LI YiYang, LU ShengLian, WANG JiJie, CHEN Ming
Accepted: 2024-12-11
Convolutional Neural Networks (CNNs) have established their supremacy in the realm of object detection, earning widespread acclaim in scholarly circles for their precision and scalability. This domain has spawned numerous notable models, including the R-CNN series (FastRCNN, FasterRCNN, and others) and the YOLO series. After the success of Transformers in the field of natural language processing, researchers began to explore their application in computer vision, leading to the development of visual backbone networks such as ViT and Swin-ViT. In 2020, the Facebook research team unveiled DETR, an end-to-end object detection algorithm based on Transformers, designed to minimize the need for prior knowledge and post-processing in object detection tasks.
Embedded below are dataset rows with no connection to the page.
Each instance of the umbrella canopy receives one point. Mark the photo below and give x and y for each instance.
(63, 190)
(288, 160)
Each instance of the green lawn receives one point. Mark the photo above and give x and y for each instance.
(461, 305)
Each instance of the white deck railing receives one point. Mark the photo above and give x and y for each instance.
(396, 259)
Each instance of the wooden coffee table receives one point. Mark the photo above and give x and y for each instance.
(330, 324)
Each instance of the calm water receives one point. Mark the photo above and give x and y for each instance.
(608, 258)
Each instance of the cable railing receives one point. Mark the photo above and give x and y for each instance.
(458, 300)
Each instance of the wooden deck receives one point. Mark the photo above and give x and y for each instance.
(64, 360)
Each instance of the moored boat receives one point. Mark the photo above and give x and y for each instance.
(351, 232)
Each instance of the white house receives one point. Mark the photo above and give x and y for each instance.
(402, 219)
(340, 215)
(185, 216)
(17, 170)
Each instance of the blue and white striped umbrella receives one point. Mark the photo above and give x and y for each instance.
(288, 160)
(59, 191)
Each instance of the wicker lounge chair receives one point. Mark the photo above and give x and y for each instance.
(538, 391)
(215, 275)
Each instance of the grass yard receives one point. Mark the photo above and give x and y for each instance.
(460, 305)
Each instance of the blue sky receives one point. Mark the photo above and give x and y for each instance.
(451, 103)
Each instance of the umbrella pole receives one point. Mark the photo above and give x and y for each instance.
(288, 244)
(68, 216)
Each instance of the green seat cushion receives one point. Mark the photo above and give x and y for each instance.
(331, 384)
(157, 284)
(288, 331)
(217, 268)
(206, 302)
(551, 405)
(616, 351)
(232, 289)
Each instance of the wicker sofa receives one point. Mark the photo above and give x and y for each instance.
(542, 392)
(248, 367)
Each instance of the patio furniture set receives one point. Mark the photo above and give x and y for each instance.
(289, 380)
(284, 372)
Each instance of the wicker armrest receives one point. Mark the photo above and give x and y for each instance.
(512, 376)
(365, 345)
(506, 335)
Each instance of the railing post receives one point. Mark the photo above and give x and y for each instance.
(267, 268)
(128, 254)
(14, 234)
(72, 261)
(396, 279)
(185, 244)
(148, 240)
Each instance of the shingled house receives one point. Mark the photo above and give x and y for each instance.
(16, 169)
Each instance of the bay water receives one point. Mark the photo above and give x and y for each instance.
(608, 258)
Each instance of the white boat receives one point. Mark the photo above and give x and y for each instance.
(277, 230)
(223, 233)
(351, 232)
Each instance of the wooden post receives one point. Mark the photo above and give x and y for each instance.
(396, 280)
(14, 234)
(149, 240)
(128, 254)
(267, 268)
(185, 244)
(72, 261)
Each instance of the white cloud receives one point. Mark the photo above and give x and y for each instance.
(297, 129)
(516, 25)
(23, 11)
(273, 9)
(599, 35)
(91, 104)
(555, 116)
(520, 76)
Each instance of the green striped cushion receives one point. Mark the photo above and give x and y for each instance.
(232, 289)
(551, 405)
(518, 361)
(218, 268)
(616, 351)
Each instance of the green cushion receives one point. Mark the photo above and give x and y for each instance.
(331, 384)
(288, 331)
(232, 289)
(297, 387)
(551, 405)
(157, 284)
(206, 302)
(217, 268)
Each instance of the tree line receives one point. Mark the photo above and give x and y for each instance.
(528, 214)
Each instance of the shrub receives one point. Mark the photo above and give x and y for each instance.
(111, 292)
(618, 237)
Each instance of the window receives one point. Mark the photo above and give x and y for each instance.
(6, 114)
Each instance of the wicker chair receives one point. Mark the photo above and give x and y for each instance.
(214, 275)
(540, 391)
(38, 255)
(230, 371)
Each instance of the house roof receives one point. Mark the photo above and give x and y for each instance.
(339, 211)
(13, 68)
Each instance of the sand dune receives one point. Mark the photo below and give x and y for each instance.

Despite the promise shown by DETR in object detection, it is not without its shortcomings, including slow convergence speed, diminished accuracy, and the ambiguous physical significance of target queries. These issues have spurred a wave of research aimed at refining and enhancing the algorithm. This paper endeavors to collate, scrutinize, and synthesize the various efforts directed towards the improvement of DETR, assessing their respective merits and demerits. Furthermore, it offers a comprehensive overview of state-of-the-art research and specialized application domains that employ DETR, and concludes with a prospective analysis of DETR’s future role in the field of computer vision.